Bloom’s Taxonomy. Is there anything so familiar to people throughout the learning field as this pyramid with knowledge at the bottom and evaluation at the top? Most people engaged in the design of instruction, whether instructional designers, trainers, educators, instructors, faculty, or subject matter experts, have probably been drilled in using Bloom’s familiar pyramid and verbs to write learning objectives.

Yet, our notions about the design of instruction have changed since Bloom’s Taxonomy came out in the 1950s. Can something from that era still be relevant with our new understandings about learning and in the age of mobile learning and augmented reality?

The Guild examines original and revised Bloom’s taxonomies

The eLearning Guild’s new research report, Bloom’s Taxonomy: What’s Old Is New Again discusses the history and revisions of Bloom’s Taxonomy, and examines its use in all facets of education and instruction and why it has endured despite numerous criticisms. It also includes numerous job aids, such as Figure 1, to help practitioners better use Bloom’s in their own settings.

Figure 1:  Bloom’s taxonomy staircase (Source: ftp://ftp-fc.sc.egov.usda.gov/NEDC/isd/taxonomy.pdf)

In Figure 1, the stairs represent the cognitive levels in Bloom’s original taxonomy, arranged in ascending order. Above each step is a list of suggested activities for that level. Below each step is a list of the verbs that we commonly used to create learning objectives.

What many people don’t know is that Benjamin Bloom never intended to generate instructional dogma. He actually intended his work for a narrow audience: assessment experts developing new ways to measure what college students learned. But he was glad that it helped make an important shift in educators’ focus from teaching to learning.

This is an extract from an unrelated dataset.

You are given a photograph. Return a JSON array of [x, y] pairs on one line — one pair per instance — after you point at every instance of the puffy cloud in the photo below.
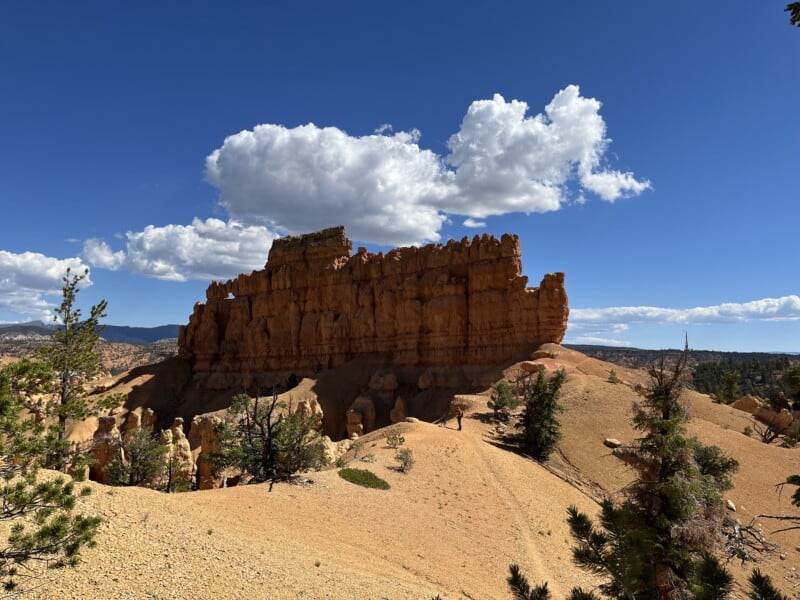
[[786, 308], [470, 222], [598, 341], [26, 279], [386, 189], [211, 249]]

In 2001, Lorin Anderson and collaborators published a revised version: A Taxonomy for Learning, Teaching, and Assessing: A Revision of Bloom’s Taxonomy of Educational Objectives. Anderson was a student of Bloom’s. One of Anderson’s collaborators, David Krathwohl, worked with Bloom on the original taxonomy.  Among the reasons for the update was inclusion of new understanding of learning and new methods of instruction.

How the new taxonomy is different

Figure 2 shows the most obvious difference between the original and revised versions. In the revised taxonomy, evaluation is no longer the highest level of the pyramid. A new category, creating, is at the top. Another significant change is that category names are no longer nouns, but verbs, so objectives are meant to describe learners’ thinking processes rather than behaviors.

Bloom’s Original Taxonomy

Bloom’s Revised Taxonomy

Figure 2: Bloom’s original and revised taxonomies

The revised taxonomy arranges skills from most basic to most complex. The new version has two dimensions—knowledge and cognitive processes—and the subcategories within each dimension are more extensive and specific (Figure 3). The report explains how the two-dimensional taxonomy is used to build performance-based objectives. You’ll want to read this part because it will help you build much more targeted objectives.

Figure 3: Taxonomy for learning, teaching, and assessing: a revision of Bloom’s Taxonomy of Educational Objectives
(Source: Iowa State University Center for Excellence in Learning and Teaching; http://
www.celt.iastate.edu/pdfs-docs/teaching/RevisedBloomsHandout.pdf

In 2007, Andrew Churches updated Bloom’s work again by introducing Bloom’s Digital Taxonomy. His intent was to marry Bloom’s cognitive levels to 21st-century digital skills.

For example, for the top of the revised taxonomy, creating, learners might:

  • Develop a script for a video
  • Construct an eBook
  • Develop a podcast

Details support digital literacy

Digital literacy is critical in today’s world, so we don’t use technology just to use it but to develop the skills to live and work successfully. Although we may map a tool to a specific level of the hierarchy, we can certainly use tools at more than one cognitive level. The author, Cecelia Munzenmaier, explains this in more detail in the report.

Bloom’s work continues to inspire attention, revisions, applications, research, and discussion. It shapes instructional practice and is a widely accepted metric. Bloom’s influence has certainly stood the test of time.